4. Fetch the Last Row
Now, let’s test both methods against a more complex Excel grid:
Here, the leading rows contain the text data, the value calculated by the formula (=A1), and the background color changed accordingly. Then, the 4th row has modified height, while the 5th and 6th rows are untouched. The 7th row contains text again. On the 8th row, the text was previously formatted but later cleared. The 9th and subsequent rows weren’t edited.
Let’s check the results of the count methods:
assertEquals(7, sheet.getLastRowNum());
assertEquals(6, sheet.getPhysicalNumberOfRows());
As we mentioned before, the last row number and the physical number of rows are different in some cases.

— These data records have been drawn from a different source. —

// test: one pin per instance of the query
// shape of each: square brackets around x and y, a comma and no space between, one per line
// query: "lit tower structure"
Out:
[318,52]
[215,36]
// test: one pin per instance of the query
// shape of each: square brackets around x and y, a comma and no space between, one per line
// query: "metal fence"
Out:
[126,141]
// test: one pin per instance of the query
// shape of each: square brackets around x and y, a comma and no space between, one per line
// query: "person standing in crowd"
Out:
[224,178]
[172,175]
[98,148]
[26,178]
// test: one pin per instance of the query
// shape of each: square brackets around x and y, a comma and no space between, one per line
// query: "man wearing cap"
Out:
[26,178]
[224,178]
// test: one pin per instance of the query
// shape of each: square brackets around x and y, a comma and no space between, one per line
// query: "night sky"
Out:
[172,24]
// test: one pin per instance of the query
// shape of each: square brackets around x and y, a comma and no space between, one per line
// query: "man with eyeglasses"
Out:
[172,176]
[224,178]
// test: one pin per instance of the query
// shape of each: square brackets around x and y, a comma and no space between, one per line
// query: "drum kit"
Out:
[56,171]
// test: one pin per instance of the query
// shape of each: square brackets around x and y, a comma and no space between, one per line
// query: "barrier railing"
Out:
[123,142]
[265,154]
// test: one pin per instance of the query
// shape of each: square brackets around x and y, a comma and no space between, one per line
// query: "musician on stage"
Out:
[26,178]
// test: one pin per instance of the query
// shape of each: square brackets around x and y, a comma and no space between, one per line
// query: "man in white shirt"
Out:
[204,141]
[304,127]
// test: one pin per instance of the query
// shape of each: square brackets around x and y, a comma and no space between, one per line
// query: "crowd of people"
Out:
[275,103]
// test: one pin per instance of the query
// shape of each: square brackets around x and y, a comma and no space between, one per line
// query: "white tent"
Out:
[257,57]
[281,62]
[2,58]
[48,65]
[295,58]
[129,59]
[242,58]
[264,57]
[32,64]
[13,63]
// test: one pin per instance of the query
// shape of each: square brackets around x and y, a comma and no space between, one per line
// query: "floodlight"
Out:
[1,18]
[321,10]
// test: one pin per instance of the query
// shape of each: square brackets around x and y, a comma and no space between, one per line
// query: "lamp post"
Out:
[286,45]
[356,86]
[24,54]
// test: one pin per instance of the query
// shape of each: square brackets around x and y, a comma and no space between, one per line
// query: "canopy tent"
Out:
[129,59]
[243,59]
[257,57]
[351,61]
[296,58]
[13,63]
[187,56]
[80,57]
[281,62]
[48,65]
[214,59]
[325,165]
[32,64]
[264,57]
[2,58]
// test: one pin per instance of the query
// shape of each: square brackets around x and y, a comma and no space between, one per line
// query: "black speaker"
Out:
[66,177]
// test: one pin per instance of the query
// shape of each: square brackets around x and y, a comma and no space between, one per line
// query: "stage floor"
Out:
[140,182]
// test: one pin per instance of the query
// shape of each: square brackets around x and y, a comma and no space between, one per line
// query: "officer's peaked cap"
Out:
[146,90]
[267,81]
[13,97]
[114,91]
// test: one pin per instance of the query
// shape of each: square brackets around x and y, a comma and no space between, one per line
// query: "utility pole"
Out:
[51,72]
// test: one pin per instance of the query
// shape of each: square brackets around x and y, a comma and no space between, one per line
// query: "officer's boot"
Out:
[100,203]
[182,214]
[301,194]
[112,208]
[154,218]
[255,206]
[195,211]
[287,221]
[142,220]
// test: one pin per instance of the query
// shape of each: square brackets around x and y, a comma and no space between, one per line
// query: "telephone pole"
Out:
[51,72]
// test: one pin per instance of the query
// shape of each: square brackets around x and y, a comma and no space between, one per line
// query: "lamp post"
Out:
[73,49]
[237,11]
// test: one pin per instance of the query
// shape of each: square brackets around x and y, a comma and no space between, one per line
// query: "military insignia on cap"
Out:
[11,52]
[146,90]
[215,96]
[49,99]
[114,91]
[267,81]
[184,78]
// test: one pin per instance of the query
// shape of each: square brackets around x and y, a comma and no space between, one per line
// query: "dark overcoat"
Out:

Let’s now fetch rows based on their index:
assertNotNull(sheet.getRow(0)); // data
assertNotNull(sheet.getRow(1)); // formula
assertNotNull(sheet.getRow(2)); // green
assertNotNull(sheet.getRow(3)); // height
assertNotNull(sheet.getRow(6)); // last?
assertNotNull(sheet.getRow(7)); // cleared later
As we can see, the getPhysicalNumberOfRows() returns the total number of not-null (i.e., initialized) Rows in the worksheet. The getLastRowNum() value is the index of the last not-null Row.
Therefore, we can fetch the last row on the sheet:
Row lastRow = null;
int lastRowNum = sheet.getLastRowNum();
if (lastRowNum >= 0) {
lastRow = sheet.getRow(lastRowNum);
However, we have to remember that the last row returned by Apache POI is not always the one where text or formula is shown, especially in some UI editors such as Microsoft Excel.
然而,我们必须记住,Apache POI返回的最后一行并不总是显示文本或公式的那一行,特别是在一些UI编辑器中,如Microsoft Excel。
5. Conclusion
In this article, we inspected the Apache POI API and fetched the last row from a given Excel file.
在这篇文章中,我们检查了Apache POI API,并从一个给定的Excel文件中获取了最后一行。
We started by revisiting some of the basic methods to open a spreadsheet in Java. We then introduced the getRow(int) method to retrieve a single Row. After that, we checked the values of getLastRowNum() and getPhysicalNumberOfRows() and explained their difference. Finally, we checked all the methods against an Excel grid to fetch the last row.
As always, the full version of the code is available over on GitHub.